Poyntz was originally apprenticed to a London tradesman, but, being ill-treated by his master, he took service as a mercenary soldier in Holland, and in the Thirty Years' War.
He changed sides and fought as a captain in Wallenstein's army in the service of Emperor Ferdinand II at the Battle of Lützen in 1632.
[6] He was ordered after Battle of Naseby (14 June 1645) to follow the movements of King Charles I, and succeeded in forcing him to an engagement at Rowton Heath, near Chester, on 24 September.
Poyntz was seized by the agitators on 8 July 1647 and sent a prisoner to Fairfax's headquarters, charged with endeavouring to embroil the kingdom in a new war.

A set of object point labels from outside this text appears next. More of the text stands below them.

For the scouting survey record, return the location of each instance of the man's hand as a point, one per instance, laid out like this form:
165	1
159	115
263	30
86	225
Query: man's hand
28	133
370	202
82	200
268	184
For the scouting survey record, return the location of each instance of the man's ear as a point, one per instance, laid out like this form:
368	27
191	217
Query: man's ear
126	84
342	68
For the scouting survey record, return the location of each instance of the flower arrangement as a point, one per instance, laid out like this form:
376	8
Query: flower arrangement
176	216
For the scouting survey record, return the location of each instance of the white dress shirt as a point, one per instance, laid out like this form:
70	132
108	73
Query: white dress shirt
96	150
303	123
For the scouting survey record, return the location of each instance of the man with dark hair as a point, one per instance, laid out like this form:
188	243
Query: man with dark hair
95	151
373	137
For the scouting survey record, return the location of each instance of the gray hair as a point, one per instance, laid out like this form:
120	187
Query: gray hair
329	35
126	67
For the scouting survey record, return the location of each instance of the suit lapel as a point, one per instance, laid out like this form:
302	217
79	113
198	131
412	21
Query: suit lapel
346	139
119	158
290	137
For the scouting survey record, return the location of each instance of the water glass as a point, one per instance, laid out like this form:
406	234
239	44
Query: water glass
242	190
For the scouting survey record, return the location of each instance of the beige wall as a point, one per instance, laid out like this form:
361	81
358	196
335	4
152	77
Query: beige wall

[15] He was released by Fairfax on parole; but the latter, who now became commander-in-chief of all the land forces in the service of Parliament, appointed Colonel John Lambert to take command in the north.
[1] On 2 August Poyntz and other officers dispersed a body of citizens who brought to the common council a petition "praying that some means might be used for a composure".
[17] On the collapse of the resistance of London, Poyntz fled to Holland, publishing, in conjunction with Massey, a declaration "showing the true grounds and reasons that induced them to depart from the city, and for a while from the kingdom".
[18] On 14 May 1648 Poyntz wrote to the Speaker of the House of Commons from Amsterdam, begging that he might at least receive the two months' pay voted to his forces when they were disbanded.
[19] Receiving no answer to this or previous appeals, Poyntz in 1650 accompanied Lord Willoughby to the West Indies, and there became governor of the Leeward Islands, establishing himself on Saint Kitts.
[1] When Willoughby surrendered Barbados to the Parliamentary fleet under Sir George Ayscue, Poyntz found Saint Kitts untenable, and retired to Virginia.
[3] It is possible that he married his third wife while living abroad because in a letter to Speaker of the House of Commons, William Lenthall, in 1647 she mentions that "stranger in your kingdom" and signed her name as Elisabeth.